Douglass co-hosted the session with fellow University of Massachusetts Boston professor Banu Özkazanç-Pan. Douglass is a professor of early childhood education professor as well as the founder and executive director of UMass Boston’s Institute for Early Education Leadership. And Özkazanç-Pan is a professor of management and the director of UMass Boston’s Early Educator Innovation Lab.

The session was featured in a Boston Globe article, which cited Douglass as saying that perceptions need to change because “the true experts on the subject — the people who teach young children — often aren’t included in the conversation because they aren’t viewed as skilled, smart leaders who can create change.”

What could that change look like?

Many hackathon participants agreed that early educators are the best messengers for informing the public about the power and impact of their work.

“Those of us in the field know that young children who receive quality early care and education are prepared not just for kindergarten but for success that lasts well into adulthood,” Douglass said. Sharing this knowledge is essential.

Other participants said it would help if employers, local businesses, and other community leaders understood that high-quality early education and care programs help stabilize neighborhoods.
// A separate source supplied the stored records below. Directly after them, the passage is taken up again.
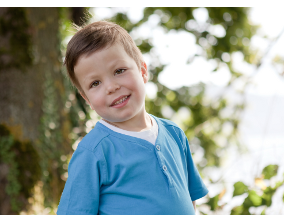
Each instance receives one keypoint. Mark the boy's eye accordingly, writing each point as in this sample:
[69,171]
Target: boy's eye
[119,71]
[95,84]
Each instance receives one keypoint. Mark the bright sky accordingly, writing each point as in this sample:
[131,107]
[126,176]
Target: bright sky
[261,126]
[175,48]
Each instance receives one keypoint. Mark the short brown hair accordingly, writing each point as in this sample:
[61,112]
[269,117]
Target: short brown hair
[96,36]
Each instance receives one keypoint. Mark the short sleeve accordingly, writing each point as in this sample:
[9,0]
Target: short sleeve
[82,189]
[196,187]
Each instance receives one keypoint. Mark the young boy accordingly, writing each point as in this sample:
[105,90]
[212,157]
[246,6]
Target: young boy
[131,162]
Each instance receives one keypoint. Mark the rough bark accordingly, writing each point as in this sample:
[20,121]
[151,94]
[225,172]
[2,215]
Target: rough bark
[29,58]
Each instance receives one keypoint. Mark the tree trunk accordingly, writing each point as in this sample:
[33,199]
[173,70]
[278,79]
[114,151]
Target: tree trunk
[32,92]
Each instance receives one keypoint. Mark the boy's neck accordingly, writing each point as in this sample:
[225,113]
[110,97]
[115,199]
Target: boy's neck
[145,123]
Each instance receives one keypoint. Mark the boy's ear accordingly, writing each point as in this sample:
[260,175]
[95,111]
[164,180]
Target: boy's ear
[86,99]
[144,72]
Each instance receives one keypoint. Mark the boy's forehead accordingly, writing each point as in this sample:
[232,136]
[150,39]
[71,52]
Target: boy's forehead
[85,55]
[111,54]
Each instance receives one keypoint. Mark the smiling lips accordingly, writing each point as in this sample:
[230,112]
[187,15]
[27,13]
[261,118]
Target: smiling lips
[119,102]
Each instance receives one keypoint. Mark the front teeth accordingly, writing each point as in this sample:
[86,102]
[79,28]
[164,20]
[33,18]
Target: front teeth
[121,100]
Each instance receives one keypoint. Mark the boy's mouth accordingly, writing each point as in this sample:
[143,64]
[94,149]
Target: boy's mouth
[119,100]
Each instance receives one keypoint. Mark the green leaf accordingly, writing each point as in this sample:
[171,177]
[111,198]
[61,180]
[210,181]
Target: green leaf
[254,198]
[263,212]
[270,171]
[213,202]
[237,210]
[239,188]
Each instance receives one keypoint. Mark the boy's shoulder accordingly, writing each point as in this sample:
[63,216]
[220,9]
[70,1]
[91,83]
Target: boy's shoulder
[94,137]
[171,126]
[167,122]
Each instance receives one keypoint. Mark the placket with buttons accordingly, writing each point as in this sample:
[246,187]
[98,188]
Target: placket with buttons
[163,166]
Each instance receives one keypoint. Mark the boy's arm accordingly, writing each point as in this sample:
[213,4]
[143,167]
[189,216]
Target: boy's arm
[196,187]
[82,189]
[194,205]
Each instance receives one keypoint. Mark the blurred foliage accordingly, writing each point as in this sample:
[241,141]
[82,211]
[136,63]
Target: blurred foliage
[259,195]
[22,160]
[17,50]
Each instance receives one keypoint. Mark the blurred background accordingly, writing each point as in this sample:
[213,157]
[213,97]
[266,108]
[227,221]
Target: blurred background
[216,72]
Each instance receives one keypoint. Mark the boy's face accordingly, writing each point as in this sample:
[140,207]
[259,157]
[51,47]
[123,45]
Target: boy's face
[112,83]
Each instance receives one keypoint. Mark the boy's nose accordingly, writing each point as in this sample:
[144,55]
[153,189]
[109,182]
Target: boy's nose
[112,87]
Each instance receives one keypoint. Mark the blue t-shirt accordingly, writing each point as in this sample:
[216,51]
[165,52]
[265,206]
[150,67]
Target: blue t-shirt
[113,173]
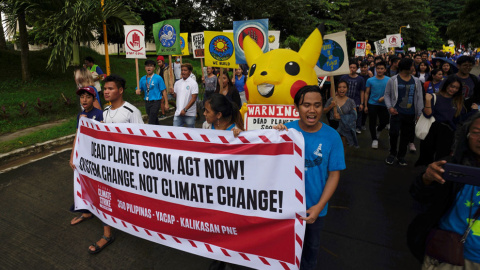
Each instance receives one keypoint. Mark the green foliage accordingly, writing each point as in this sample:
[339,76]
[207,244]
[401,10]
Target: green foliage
[465,29]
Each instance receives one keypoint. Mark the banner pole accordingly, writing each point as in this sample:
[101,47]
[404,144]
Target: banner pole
[136,69]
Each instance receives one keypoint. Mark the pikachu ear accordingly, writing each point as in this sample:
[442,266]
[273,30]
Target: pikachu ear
[311,49]
[252,50]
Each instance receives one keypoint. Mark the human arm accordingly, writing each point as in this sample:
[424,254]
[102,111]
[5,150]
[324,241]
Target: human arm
[330,187]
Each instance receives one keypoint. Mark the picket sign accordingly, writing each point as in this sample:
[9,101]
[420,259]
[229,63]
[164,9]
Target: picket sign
[269,236]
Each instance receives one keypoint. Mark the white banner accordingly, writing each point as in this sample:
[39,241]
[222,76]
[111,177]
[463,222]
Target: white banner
[266,116]
[198,190]
[135,41]
[198,43]
[381,46]
[273,40]
[333,59]
[394,41]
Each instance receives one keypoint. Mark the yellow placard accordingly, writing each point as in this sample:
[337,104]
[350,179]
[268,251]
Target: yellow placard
[184,44]
[219,49]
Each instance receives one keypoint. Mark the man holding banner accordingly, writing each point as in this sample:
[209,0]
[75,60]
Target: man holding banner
[324,159]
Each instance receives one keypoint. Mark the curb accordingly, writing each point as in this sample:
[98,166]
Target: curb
[36,148]
[41,147]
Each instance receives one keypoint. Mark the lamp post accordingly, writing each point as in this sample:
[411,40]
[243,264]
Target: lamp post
[406,26]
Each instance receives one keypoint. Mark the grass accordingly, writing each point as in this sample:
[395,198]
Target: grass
[61,130]
[49,85]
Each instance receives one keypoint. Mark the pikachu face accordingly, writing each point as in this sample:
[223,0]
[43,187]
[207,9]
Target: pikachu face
[276,76]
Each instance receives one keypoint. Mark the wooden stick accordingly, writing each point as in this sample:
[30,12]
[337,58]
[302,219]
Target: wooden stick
[221,80]
[171,69]
[136,68]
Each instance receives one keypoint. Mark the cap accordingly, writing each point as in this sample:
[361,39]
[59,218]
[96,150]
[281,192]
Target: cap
[87,89]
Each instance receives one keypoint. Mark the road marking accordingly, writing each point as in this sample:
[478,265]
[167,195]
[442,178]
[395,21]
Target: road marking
[52,152]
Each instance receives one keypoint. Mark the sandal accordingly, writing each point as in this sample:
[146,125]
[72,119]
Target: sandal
[80,219]
[97,248]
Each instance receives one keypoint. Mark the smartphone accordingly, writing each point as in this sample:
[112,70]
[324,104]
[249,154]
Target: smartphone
[462,174]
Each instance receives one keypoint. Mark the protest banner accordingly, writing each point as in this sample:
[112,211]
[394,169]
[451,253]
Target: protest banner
[198,42]
[167,37]
[394,41]
[198,190]
[266,116]
[273,40]
[184,44]
[360,48]
[135,41]
[381,46]
[256,29]
[333,59]
[219,49]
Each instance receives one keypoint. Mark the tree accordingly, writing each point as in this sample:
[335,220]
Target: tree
[465,28]
[75,21]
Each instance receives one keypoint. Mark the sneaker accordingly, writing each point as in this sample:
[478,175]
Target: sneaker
[411,147]
[390,159]
[402,162]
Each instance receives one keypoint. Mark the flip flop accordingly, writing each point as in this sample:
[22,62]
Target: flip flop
[81,218]
[97,248]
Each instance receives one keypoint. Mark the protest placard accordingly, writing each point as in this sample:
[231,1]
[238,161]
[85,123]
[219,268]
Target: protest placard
[167,37]
[219,49]
[394,41]
[381,46]
[265,116]
[135,41]
[256,29]
[360,48]
[273,39]
[333,59]
[198,42]
[197,190]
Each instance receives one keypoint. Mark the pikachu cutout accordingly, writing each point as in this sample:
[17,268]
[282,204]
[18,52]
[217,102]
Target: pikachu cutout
[276,76]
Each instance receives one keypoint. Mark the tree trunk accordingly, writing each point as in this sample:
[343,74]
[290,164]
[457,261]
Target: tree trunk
[23,45]
[3,43]
[76,53]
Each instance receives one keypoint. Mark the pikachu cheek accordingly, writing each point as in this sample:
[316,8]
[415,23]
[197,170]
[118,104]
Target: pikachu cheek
[296,86]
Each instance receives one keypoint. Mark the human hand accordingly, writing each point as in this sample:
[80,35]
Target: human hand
[434,173]
[392,111]
[312,214]
[280,127]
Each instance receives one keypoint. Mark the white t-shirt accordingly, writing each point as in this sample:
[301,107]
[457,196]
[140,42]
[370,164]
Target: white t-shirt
[184,90]
[125,114]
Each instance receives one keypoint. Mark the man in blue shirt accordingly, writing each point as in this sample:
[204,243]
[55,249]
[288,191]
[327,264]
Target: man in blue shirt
[324,159]
[356,90]
[375,105]
[153,87]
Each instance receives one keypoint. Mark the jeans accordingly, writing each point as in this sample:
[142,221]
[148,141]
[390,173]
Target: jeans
[311,244]
[152,107]
[179,121]
[375,111]
[403,126]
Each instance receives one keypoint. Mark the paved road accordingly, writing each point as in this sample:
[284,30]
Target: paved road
[365,227]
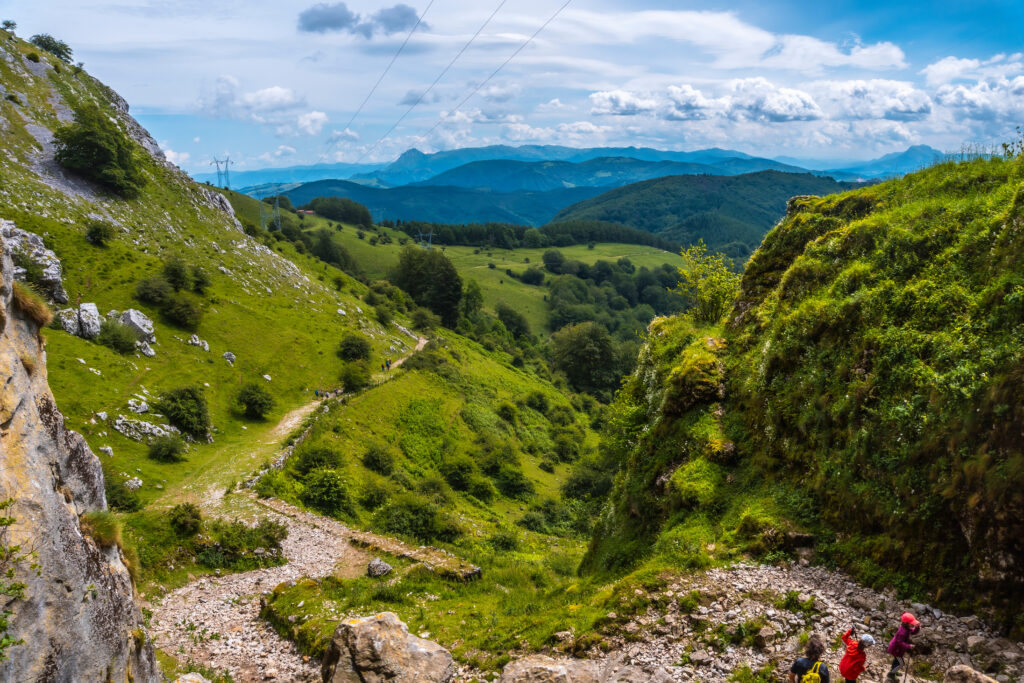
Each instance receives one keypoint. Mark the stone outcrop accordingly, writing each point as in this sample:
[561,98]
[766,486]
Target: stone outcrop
[78,619]
[380,648]
[964,674]
[542,669]
[32,246]
[83,322]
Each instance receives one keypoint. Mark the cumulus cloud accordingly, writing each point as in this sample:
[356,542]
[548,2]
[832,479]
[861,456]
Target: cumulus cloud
[877,98]
[325,17]
[758,99]
[311,123]
[621,102]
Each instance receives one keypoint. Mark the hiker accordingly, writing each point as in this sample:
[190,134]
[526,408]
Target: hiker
[810,669]
[900,645]
[854,662]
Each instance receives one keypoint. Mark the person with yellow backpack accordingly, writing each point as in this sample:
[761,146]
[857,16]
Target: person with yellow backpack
[810,669]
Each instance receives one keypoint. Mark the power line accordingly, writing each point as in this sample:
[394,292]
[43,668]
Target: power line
[503,65]
[436,80]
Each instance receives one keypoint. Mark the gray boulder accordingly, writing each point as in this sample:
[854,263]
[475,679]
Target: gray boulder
[380,648]
[378,567]
[30,244]
[140,323]
[962,674]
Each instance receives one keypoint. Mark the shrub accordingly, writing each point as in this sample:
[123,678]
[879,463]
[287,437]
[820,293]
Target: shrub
[99,232]
[181,310]
[102,526]
[481,489]
[413,515]
[256,400]
[117,336]
[94,147]
[168,449]
[201,280]
[177,273]
[33,305]
[355,376]
[374,495]
[459,471]
[312,458]
[154,290]
[185,519]
[379,460]
[513,483]
[353,346]
[504,540]
[327,492]
[186,410]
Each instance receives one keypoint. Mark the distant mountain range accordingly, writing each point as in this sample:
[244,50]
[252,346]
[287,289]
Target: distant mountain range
[730,213]
[445,204]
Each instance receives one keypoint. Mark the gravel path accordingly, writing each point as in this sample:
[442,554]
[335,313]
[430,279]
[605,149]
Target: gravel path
[215,621]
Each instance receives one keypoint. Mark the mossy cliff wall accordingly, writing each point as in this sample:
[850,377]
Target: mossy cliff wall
[78,620]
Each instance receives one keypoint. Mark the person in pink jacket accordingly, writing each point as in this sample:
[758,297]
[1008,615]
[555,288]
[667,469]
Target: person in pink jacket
[900,644]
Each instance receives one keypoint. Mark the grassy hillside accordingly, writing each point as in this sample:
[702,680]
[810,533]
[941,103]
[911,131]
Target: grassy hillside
[378,258]
[448,205]
[866,391]
[729,213]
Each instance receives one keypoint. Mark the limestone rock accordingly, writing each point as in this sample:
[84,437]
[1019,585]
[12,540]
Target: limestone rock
[78,615]
[140,323]
[378,567]
[964,674]
[32,246]
[380,648]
“For example,” Douglass explains, “in Boston’s Roxbury neighborhood, nearly 40 percent of the population lives below the poverty line, and 3000 children from birth to age 5 receive care from 200 local child care programs. Raising the quality of these programs and strengthening them as small businesses would dramatically improve the resilience of the entire community.”

As awareness of the educational, economic, and social impact of early education grows, participants said, increased public and private investments would follow — and early educators would earn higher salaries that truly reflect the value of their work.

Changing public perceptions is a big job that will require a sustained, long-term effort. But armed with the tools of creativity, resilience, and compassion – which they use everyday – early educators are uniquely suited to do this work.